I was flabbergasted. “Really?” I recall asking. You actually stored smallpox right next to the milk in your fridge?

The next thing I knew, Henderson had put his wife on the line to confirm his story. He and Nana were about to celebrate their 63rd wedding anniversary.

“To tell you the truth, I certainly was startled when I found this [in the refrigerator]. I’m not sure he said anything about it until I asked,” said Nana, a biologist by training. “You get used to it, and it doesn’t seem like anything unusual.”
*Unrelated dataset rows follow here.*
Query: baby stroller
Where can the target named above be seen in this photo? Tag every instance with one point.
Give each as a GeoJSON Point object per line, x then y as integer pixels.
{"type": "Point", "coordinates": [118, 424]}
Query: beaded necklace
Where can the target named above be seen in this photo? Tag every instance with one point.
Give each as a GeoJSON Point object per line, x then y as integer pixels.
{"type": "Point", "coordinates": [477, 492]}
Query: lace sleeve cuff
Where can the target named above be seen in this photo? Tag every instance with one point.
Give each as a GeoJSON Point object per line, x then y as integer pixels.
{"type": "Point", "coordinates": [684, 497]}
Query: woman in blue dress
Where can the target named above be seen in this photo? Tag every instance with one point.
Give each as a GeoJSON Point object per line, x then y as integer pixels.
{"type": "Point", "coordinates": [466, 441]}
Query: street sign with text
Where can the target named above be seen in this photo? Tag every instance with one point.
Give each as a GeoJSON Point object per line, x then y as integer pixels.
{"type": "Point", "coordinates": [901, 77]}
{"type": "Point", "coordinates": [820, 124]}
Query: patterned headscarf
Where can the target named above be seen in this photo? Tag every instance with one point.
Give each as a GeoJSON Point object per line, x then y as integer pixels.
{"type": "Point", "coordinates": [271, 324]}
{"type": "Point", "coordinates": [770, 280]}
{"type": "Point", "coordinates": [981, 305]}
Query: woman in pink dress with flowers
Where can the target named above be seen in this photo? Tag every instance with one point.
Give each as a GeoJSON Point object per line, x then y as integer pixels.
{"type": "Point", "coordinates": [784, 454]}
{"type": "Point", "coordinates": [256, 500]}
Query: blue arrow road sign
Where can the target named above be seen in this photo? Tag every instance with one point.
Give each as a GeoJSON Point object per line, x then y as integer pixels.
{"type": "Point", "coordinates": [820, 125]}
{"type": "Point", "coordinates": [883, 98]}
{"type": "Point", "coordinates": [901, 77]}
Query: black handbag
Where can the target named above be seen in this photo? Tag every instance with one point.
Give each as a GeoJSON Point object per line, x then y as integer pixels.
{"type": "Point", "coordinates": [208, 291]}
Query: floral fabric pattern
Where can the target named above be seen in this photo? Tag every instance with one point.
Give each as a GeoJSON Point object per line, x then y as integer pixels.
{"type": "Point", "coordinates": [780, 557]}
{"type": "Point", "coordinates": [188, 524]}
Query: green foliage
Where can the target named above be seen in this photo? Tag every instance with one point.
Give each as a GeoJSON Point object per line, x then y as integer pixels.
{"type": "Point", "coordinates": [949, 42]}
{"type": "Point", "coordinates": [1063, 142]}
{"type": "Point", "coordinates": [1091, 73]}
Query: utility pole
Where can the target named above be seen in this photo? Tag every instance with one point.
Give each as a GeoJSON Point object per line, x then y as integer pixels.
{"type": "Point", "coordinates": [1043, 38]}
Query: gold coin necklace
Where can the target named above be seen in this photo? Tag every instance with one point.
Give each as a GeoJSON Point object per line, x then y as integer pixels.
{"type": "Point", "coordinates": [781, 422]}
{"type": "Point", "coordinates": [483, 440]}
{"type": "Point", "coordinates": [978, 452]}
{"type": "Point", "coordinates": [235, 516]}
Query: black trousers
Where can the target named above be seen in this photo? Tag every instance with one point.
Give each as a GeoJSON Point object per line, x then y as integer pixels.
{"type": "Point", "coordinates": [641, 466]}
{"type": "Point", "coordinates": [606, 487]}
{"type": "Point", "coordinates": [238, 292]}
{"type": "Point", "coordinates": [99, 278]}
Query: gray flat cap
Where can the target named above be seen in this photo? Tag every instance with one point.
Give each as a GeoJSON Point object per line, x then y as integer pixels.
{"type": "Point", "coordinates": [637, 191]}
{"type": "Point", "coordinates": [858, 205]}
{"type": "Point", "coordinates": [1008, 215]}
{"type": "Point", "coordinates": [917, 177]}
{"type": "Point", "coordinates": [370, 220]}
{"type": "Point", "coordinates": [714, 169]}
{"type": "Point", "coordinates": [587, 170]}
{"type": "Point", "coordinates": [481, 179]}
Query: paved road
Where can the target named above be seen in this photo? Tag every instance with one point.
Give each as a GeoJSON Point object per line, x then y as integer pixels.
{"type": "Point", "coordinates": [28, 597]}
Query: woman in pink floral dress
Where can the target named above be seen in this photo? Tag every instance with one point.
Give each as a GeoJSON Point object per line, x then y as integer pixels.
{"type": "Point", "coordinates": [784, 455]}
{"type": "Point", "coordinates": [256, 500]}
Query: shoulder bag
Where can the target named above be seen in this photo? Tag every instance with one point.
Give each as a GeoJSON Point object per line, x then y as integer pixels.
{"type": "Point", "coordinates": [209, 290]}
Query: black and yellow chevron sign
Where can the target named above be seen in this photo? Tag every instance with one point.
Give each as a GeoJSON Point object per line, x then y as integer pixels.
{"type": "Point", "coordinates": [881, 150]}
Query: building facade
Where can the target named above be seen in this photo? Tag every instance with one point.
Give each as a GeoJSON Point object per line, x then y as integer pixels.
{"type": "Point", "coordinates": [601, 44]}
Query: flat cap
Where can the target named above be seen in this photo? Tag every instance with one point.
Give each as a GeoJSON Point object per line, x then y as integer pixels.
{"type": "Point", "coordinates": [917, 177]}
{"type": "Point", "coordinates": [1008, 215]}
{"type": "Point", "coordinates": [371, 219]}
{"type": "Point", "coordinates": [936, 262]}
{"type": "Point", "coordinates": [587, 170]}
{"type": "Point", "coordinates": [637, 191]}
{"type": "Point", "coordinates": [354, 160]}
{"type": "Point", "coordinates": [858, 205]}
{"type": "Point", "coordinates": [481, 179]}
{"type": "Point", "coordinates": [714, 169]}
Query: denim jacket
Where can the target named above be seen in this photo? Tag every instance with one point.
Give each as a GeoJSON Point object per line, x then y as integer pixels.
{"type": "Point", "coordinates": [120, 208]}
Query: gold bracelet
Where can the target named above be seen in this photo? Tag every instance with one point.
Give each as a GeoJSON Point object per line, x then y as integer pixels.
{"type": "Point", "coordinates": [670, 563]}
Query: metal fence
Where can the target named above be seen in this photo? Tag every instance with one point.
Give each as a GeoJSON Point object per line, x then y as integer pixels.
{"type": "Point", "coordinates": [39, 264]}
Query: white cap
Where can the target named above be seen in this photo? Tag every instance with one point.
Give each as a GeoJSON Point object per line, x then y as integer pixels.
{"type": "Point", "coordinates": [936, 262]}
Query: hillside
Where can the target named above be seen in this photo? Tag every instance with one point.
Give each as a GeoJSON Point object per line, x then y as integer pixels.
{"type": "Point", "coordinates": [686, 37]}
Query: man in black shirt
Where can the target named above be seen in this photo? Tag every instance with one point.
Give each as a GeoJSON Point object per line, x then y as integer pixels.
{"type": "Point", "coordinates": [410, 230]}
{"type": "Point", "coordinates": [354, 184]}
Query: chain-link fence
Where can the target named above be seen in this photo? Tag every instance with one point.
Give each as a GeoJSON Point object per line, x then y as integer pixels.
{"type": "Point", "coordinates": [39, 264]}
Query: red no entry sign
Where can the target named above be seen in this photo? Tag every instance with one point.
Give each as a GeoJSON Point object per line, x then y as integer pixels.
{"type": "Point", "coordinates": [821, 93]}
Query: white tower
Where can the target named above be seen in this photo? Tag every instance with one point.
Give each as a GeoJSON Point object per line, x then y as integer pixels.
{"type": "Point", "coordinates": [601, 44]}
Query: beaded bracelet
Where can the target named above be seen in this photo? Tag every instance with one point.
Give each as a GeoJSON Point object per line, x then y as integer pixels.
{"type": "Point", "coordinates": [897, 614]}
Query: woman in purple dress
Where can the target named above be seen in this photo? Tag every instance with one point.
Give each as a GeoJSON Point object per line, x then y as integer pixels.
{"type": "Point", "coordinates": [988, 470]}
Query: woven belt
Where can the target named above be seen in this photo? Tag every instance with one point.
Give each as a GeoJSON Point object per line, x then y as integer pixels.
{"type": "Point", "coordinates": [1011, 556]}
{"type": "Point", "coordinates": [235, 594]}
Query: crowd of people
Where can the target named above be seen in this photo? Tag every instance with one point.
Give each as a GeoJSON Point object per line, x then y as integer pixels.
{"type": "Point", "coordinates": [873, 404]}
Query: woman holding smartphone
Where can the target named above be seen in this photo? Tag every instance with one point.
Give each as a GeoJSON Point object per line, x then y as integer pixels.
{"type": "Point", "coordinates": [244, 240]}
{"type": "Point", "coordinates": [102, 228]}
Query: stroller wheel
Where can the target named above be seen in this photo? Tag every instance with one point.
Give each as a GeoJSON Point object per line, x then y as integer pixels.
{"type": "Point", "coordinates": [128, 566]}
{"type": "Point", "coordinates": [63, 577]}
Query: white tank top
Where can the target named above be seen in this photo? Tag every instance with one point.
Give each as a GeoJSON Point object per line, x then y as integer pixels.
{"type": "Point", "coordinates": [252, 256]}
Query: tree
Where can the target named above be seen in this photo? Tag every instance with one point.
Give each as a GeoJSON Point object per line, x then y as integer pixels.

She recalled that their teenage children got a kick out of the situation and even told friends at school. (“Guess what we have in our refrigerator at home?”) As Nana explained, “They were into this [eradication] project as if it were a family operation.”

Sometimes, she said, she’d wonder if her husband had forgotten about the virus samples. Before defrosting the fridge, she’d always remind him to take them to the lab. She sighed at the memory.

“Those days have gone,” she said. “The only specimens we have now are the kind that grow on cheese and old salami.”

Donald A. Henderson died Friday in Towson, Maryland, at 87. He was a towering figure in the scientific community, perhaps one of the few humans who could claim without exaggeration that his life’s work helped save the lives of legions of people around the world.

I knew him hardly at all. But I’m thankful for the afternoon that I got a glimpse into his absolute dedication to his work, his sharp sense of humor and the good sense he had to marry Nana Henderson.